Even the factory is using the GE Alumin. Silicon caulk
...maybe so with the newer trailers, however, Vulkem was the sealer used in the vintage trailers. From our experience, the two do not mix well. We had a PO that used silicone caulk over the old Vulkem and we had nothing but problems with it adhering. I believe it is better to stick with the original, rather than mixing the two, to save yourself a bunch of future problems.

We applied the Vulkem using a syringe and masking tape. There was a great thread posted a while back that's packed with info & "How To's" to help you out, here's a link:

Tell me more about caulking...

Shari :)

j54mark 09-08-2003 04:37 PM

All the Vulkem I ever have used came in a tube for a caulking gun. Is it available in some other form?

I have seen nothing about AS switching to aluminum silicone caulk. I understand they switched to Sikaflex some time back; I have used some and it seems to be an excellent product as well.

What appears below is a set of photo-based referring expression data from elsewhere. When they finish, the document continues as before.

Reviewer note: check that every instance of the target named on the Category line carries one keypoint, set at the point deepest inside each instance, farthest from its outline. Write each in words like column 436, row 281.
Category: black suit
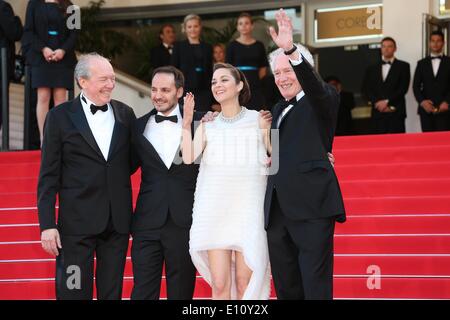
column 36, row 36
column 303, row 198
column 435, row 88
column 160, row 56
column 161, row 222
column 394, row 89
column 10, row 32
column 95, row 203
column 187, row 58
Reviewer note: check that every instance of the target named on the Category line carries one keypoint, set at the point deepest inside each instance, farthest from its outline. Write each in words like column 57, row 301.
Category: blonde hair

The color blends a bit better with the aluminum than Vulkem.

Vulkem appears to remain pliable for decades. Maybe longer.

For really small seams I like Parbond.


thenewkid64 09-08-2003 05:01 PM


The Vulcem is only sold in gun tube cartridges for the general public to buy.

Some members transfer some to a large volume syringe to have better control over the bead size when sealing smaller seams. I can understand this as the par bond seems to develop a hard cracked finish look as it ages. The Vulcem stays soft and finished the way it was when you left it.

Chas 09-08-2003 05:41 PM


Originally posted by mareinmn

Even the factory is using the GE Alumin. Silicon caulk that you can get from Home Depot Etc.


Really? What factory, maybe you can cue us in on where you got this bit of info.

Myself, I seriously doubt it. I remember a pic posted here somewhere that showed a case of Vulkem right on the production line. Yes, Vulkem can be messy but will hold up decades longer than any silicone, don't care what the tube says, 25 years, thirty years, all baloney!! I've peeled into some of the thirty year old Vulkem on mine and it is almost as fresh as the new stuff out of the tube, and stays stuck like nails.